A Stirring Encounter of an Anglican Kind April, 1992

With representatives from 46 countries and 27 indigenous groups, the announced theme, “A Celebration of Life for a Reign of Justice and Peace,” became a reality in Salvador, Bahia, Brazil from March 28 through April 4. While various stories and pictures by those participating from the Dio­cese of South Dakota chronicle this important event, in what follows I shall attempt a few brief reflections on my experience of the Anglican Encounter.

From its inception, the planning committee for the En­counter experienced difficulty in trying to translate a vision of a world-wide gathering of men and women into a planned conference. Problems of money, dis­tance, time and linguistic and cultural differences presented the committee with the difficult tasks of developing a program, overcoming logistical prob­lems and working with a very small local planning group. Despite these difficulties a spirit of coopera­tion prevailed. At times, members of the planning committee entertained serious doubts as to whether or not the Encounter would actually take place given the lack of funds and some resistance to the idea itself, as well as the sheer complexity of the task in organizing and preparing for the diversity of the needs of the participants.

As I reflect on the work of the planning committee, its fears, its anxieties and many of the problems that attended our attempts to coordinate such diversity, it strikes me that the Encounter itself served as one small location of the larger problem of celebrating diversity, while at the same time calling for a reconciliation leading to unity between peoples, churches or nations.

In short, I have a renewed appreciation and respect for those who put together summit conferences of global proportion. Beyond the size and shape of a conference table, assumptions are challenged when one attempts to plan for a conference represented by such cultural diversity.

The unifying factor that transcended these differences was the Bible study and our shared worship. Without common prayer and grounding our self in scripture, which was the way each day began, I suspect little would have happened to encourage and promote the dialogue and trust that was needed to begin to see the different experiences that work against establishing a reign of justice and peace throughout the world. It was only by the grace of God and an openness to the spirit, that was so apparent throughout the conference, that communication and communion were realized.

After the first two days of the conference, many experienced the frustration of the heat, humidity and lack of air conditioning, as well as the shortage of water coupled with difficulty in communicating with other persons owing to the language differences. Again, another insight came in the words of a Brazilian woman, who noted that these were not mere “in­conveniences” but the norm for those living in Salvador.
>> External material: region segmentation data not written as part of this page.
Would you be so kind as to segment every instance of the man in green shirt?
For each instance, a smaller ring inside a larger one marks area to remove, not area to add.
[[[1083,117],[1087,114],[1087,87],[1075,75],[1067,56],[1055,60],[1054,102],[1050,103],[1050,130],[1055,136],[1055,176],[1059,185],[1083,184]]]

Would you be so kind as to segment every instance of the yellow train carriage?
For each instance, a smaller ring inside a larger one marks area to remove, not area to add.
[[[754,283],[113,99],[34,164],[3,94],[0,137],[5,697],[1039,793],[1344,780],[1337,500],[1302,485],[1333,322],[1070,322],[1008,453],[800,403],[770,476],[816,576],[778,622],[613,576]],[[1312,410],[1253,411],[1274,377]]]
Nor was the diversity confined to cultural differences. The range of theological expectations perhaps varied even more. There were those who came expecting an extensive prayer vigil, while others came with shouts and cries inviting participants to begin a revolution. In short, the entire theological spectrum seemed to be present. Rather than being a point of division, separation and argumentation, such diversity was received, accepted and acknowledged. While there was not agreement on the varied agenda that different participants brought and presented, there was a sense that each of the presentations and each of the days, with its own theme presented by a particular part of the Americas, resulted in a larger contribution needed in addressing the call for a celebration of life in the face of senseless and heedless violence and destruction. This very willing­ness and acceptance which characterized the conference perhaps best expressed the theme of celebrating life rather than attacking from an ideological or theological perspective those whose opinions and commit­ments differed from one group to another.

Although the constituency was considerably different, with the confer­ence being made up primarily of women of the Anglican Communion, I did experience a certain deja vu in thinking of the Anglican Encounter vis-­a-vis the Lambeth Conference of Anglican Bishops in 1988. The similarity was a recognition of how global awareness tends to judge parochial and national interest. Said differently, many of the concerns that we in the United States feel are central, paramount and global are, in fact, often born of our own special interests and cultural concerns. Many others who addressed violence against women, children, the earth and the poor helped me to see our concerns as a Church and our issues as a nation in relationship to other manifestations of deeper global issues that destroy rather than promote the sanctity of life.

A final and important insight was a sense of gratitude for having other persons from the Diocese of South Dakota at the Encounter. Between our breakfast meetings and other gatherings throughout the course of the conference, being able to share with Gloria Pearson, Cordelia Red Owl, Inez Harris, Jo Hall and Ruth Alexander in a more infor­mal but important way is something that will be brought back to our diocese and offered to others.

Will there be another Anglican Encounter? It is hard to say at this time. There were calls for Anglican En­counter II. Although the representation by different peoples from around the Anglican Communion was an unexpected joy, participation was disappointing both in terms of sheer numbers, as well as the number of men present. For those reasons there should be another Anglican Encounter of a second kind and per­haps a third kind as well. On the other hand, there are those events that all of us have experienced that take on a special significance in that we are changed by par­ticipation in them and, by virtue of that change, feel compelled to share it with others. There is the possibil­ity that the themes, the workshops, and the essence of this gathering might provide encounters of a stirring kind for others, as participants return to their provinces, dioceses and local parishes. Like many such encounters of a stirring kind, the symbol of this gathering of Anglicans from around the world may be as important, or more important, than the events that comprise the actual conference itself. The efficacy of this Encounter will be tested in the days and years to come.